We Have Always Lived In The Castle: "She Told The Police Those People Deserved To Die."

My name is Mary Katherine Blackwood. I am eighteen years old, and I live with my sister Constance. I have often thought that with any luck at all I could have been born a werewolf, because the two middle fingers on both my hands are the same length, but I have had to be content with what I had. I dislike washing myself, and dogs, and noise. I like my sister Constance, and Richard Plantagenet, and Amanita phalloides, the death-cup mushroom. Everyone else in my family is dead.
This is a Vicious Circle book club pick but I've wanted to give We Have Always Lived In The Castleits full due here too since I think it's such a brilliant little book.

Little it is. The edition pictured clocks in at a cool 146 pages. There are only a handful of characters and many of those mentioned are already dead at the book's opening. The setting is limited to the crumbling Blackwood mansion and the outlying village. The book has the feel of the movie Pleasantville - that reality is limited to a few square miles and then drops off the face of the earth.

Mary (called Merricat) and her older sister Constance live with their ailing uncle Julian. The remainder of their family, including their mother, father and brother, have perished through poisoning. Connie stood trial but was not convicted. The three remaining family members live out their days confined to the house and surrounding property, hiding from the accusatory eyes of their neighbors.

The atmosphere is textbook creepy. Merricat is a strange blend of naiveté (her love for her sister, her sheltered life, her childish habits of collecting and burying objects) and cold calculation (she imagines the villagers dead when she walks there once a week to buy groceries, she makes quick work of an enterprising relation who looks to woo Connie and grasp ahold of their fortune) and these opposing traits drive the novel with chilling force. As a narrator Merricat may be wholly unreliable (she tries her best to keep us from the truth behind the poisoning) but as a character she ranks with the best.

For lovers of gothic literature I'm not sure it gets much better than this. Due to its brevity, engaging plot and straightforward (yet deftly written) prose, this novel would also serve as a great gateway book for anyone looking to start (or restart) reading the classics.
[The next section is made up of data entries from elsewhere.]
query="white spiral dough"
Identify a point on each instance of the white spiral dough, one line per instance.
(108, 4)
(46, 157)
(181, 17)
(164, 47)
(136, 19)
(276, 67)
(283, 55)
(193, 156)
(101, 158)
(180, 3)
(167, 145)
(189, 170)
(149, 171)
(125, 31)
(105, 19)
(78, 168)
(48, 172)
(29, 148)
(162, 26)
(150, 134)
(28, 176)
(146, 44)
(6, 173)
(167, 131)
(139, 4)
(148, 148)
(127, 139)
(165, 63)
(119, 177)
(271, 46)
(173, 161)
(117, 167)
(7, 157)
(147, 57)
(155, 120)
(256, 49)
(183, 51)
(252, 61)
We Have Always Lived In The Castle/ Shirley Jackson / PB, 1962


alexis said...

I love Shirley Jackson, and I don't think I've read this book. Now it's going on the list.

Amy said...

I've seen some reviews of this book that have me really wanting to give it a try. It sounds like a lot of fun, especially the gothic feel. I keep imagining I Capture the Castle when I think of it though and I need to get it through my head that they are nothing alike!

B.Kienapple said...

Alexis - I haven't read any other Shirley yet and I'm gunning to - I just got the new Library of America compendium that came out.
Amy - I'm pretty sure it's nothing like I Capture the Castle. :) I read it during the summer (obvs) but I think it would make a great book to curl up around the fire on a winter's night and dive into. Shivers!

alexis said...

Shirley Jackson's short stories are AMAZING.

Ceri said...

Wow, I love the way you described this book. It's definitely going on my wishlist now so thanks for the review. :D

Teddy Rose said...

This book has been on my TBR for quite awhile now. I just recently read and reviewed a Shirley Jackson story, a short story called 'Charles.' From what I have read of Jackson's style, 'Charles' is quite a departure from her books.

B.Kienapple said...

Alexis-I've heard that The Lottery is her most famous story, which puts me to shame since I hadn't heard of it until recently.
Ceri-hope you enjoy! I don't like scary stuff per say (hence why I've never been able to get into Stephen King) but I do like stories more on the side of psychological thrillers.
Teddy-I'm going to look for your review now! I thought I'd heard about all the major classics in university so it's nice to keep discovering these old gems.

Heather said...

I've not heard of this book, though I will be adding it to my TBR list. Thanks for the review.